Отец! -- сказал Ролан, бросаясь к Даже. -- Осторожнее!
Сабина!..
Шатаясь, Даже подошел к постели. В эту минуту в комнату вошли герцог Ришелье, начальник полиции и доктор Кене. Мадемуазель Кино пошла к ним навстречу.
Даже наклонился над постелью Сабины, взял руку молодой девушки и сжал ее. Глаза его, полные слез, были устремлены на бледное, бесстрастное лицо больной. Глаза Сабины были открыты, но смотрели в никуда. Она лежала совершенно неподвижно, дыхание ее было едва слышно.

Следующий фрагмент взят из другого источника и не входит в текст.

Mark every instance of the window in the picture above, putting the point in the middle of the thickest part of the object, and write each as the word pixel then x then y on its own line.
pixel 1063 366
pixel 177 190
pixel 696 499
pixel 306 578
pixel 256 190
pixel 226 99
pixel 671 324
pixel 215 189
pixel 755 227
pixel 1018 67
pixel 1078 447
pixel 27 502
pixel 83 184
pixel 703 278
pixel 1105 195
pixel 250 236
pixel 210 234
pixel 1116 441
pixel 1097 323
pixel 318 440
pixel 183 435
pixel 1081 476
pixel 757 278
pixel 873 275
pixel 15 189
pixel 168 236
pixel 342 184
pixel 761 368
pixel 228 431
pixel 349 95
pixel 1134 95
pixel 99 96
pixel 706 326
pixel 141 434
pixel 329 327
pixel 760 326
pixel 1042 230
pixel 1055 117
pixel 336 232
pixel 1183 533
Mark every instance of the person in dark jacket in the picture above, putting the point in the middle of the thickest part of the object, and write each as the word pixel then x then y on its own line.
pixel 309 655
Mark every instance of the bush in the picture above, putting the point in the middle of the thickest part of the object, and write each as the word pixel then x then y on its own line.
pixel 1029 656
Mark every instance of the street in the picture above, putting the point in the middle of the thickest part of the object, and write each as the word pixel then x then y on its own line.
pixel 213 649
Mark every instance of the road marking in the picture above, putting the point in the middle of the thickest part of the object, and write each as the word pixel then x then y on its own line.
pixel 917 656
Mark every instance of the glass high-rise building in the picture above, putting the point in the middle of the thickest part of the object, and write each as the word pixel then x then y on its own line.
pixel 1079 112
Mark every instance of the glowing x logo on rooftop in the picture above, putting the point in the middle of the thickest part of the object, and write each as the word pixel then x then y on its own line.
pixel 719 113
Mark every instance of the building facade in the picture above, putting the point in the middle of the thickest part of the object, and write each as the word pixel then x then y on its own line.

Боже мой! -- прошептал Даже взволнованно. -- Боже мой! Она меня не видит, она меня не слышит!.. Сабина! -- продолжал он, наклонившись к ней. -- Дочь моя... мое дитя... неужели ты не слышишь голос твоего отца? Сабина!.. Сабина!..
Подошедший доктор тихо отстранил Даже.
Доктор!.. -- прошептал придворный парикмахер.
-- Отойдите, -- сказал Кене тихим голосом. -- Если она придет в себя, малейшее волнение может быть для нее гибельно.
Однако я...
-- Перейдите в другую комнату. Успокойтесь и предоставьте действовать мне.
-- Уведите его, -- обратился доктор к Ролану и Нисетте.
Пойдемте, батюшка, -- сказал Ролан.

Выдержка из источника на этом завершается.